THE HEROINE OF THE 13TH HOLE
Mary Bea Porter, A 15th-year LPGA pro with under $50,000 I in career earnings, was trying to qualify for the Standard Register Turquoise Classic last Wednesday at the Moon Valley Country Club in Phoenix when she saved a life. She was playing the 13th hole when, beyond a seven-foot wrought-iron fence lining the fairway, she saw a man in Amish attire leap into a swimming pool. Bewildered, Porter looked closer and saw a small child floating facedown in the water. She took off toward the pool.
Porter, 38, who has a five-year-old son of her own, reached the fence and attempted unsuccessfully to scale it. Then she beckoned madly to her caddie, Wayne Sharpe, who was standing 60 yards away near the green, for help. When he arrived, Porter clasped her hands and offered to boost him over the fence. Sharpe is 6'4" and 235 pounds: Porter is 5'7" and 150. He lifted her over the fence instead.
By now the Amish man, Christian Smucker, had pulled his three-year-old son, Jonathan, out of the pool and was holding him by the ankles, shaking him and swinging him in the air. Smucker seemed confused and helpless. As soon as he saw Porter, he thrust the child into her arms. "He kept apologizing, saying he was just a farmer visiting from Pennsylvania," says Sharpe.
Porter, who has no CPR training but "knew a little from watching TV," laid the boy down and began administering mouth-to-mouth resuscitation. She worked like a veteran paramedic. Suddenly the child's chest heaved with breath. "His heart started like an engine," Porter recalls.
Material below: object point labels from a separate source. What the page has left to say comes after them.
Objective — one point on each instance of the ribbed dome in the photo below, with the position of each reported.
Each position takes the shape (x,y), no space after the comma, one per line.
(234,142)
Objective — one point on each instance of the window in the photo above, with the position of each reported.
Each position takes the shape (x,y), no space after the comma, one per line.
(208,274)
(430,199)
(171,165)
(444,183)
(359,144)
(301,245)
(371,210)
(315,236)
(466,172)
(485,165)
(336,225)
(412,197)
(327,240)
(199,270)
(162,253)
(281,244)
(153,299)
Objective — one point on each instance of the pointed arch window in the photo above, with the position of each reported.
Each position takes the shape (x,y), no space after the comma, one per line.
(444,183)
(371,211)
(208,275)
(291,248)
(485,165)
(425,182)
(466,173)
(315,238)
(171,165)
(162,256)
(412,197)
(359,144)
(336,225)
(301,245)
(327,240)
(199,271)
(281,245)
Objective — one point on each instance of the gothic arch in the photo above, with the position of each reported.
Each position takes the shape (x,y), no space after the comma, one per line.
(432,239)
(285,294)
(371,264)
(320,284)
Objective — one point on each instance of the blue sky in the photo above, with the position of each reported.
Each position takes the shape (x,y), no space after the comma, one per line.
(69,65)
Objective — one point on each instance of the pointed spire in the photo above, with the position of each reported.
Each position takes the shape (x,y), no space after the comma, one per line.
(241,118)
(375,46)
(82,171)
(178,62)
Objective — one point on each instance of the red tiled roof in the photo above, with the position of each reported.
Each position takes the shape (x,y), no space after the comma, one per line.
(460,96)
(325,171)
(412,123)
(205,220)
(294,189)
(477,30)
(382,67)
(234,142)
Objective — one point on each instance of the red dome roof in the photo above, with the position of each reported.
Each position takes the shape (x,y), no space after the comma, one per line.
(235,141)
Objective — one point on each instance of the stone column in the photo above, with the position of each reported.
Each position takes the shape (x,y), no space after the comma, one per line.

Emergency vehicles arrived, and Jonathan was taken to the hospital, where he was found to be frightened but unhurt.
Porter, shaken, returned to the course. Not surprisingly, her game fell apart. She finished with a 76 and failed to qualify by three strokes.
The next day more than 90 pros playing at another LPGA event, in Tucson, signed a petition requesting that Porter be given a qualifying exemption for the Phoenix tournament, which takes place this week. LPGA commissioner John Laupheimer agreed and granted the exemption, citing Porter's "exemplary heroism."
"I'll always feel a bond to that child," says Porter. "This whole thing has put life in a new perspective." She plans to take a CPR class in the near future and teach the technique to other women on the tour.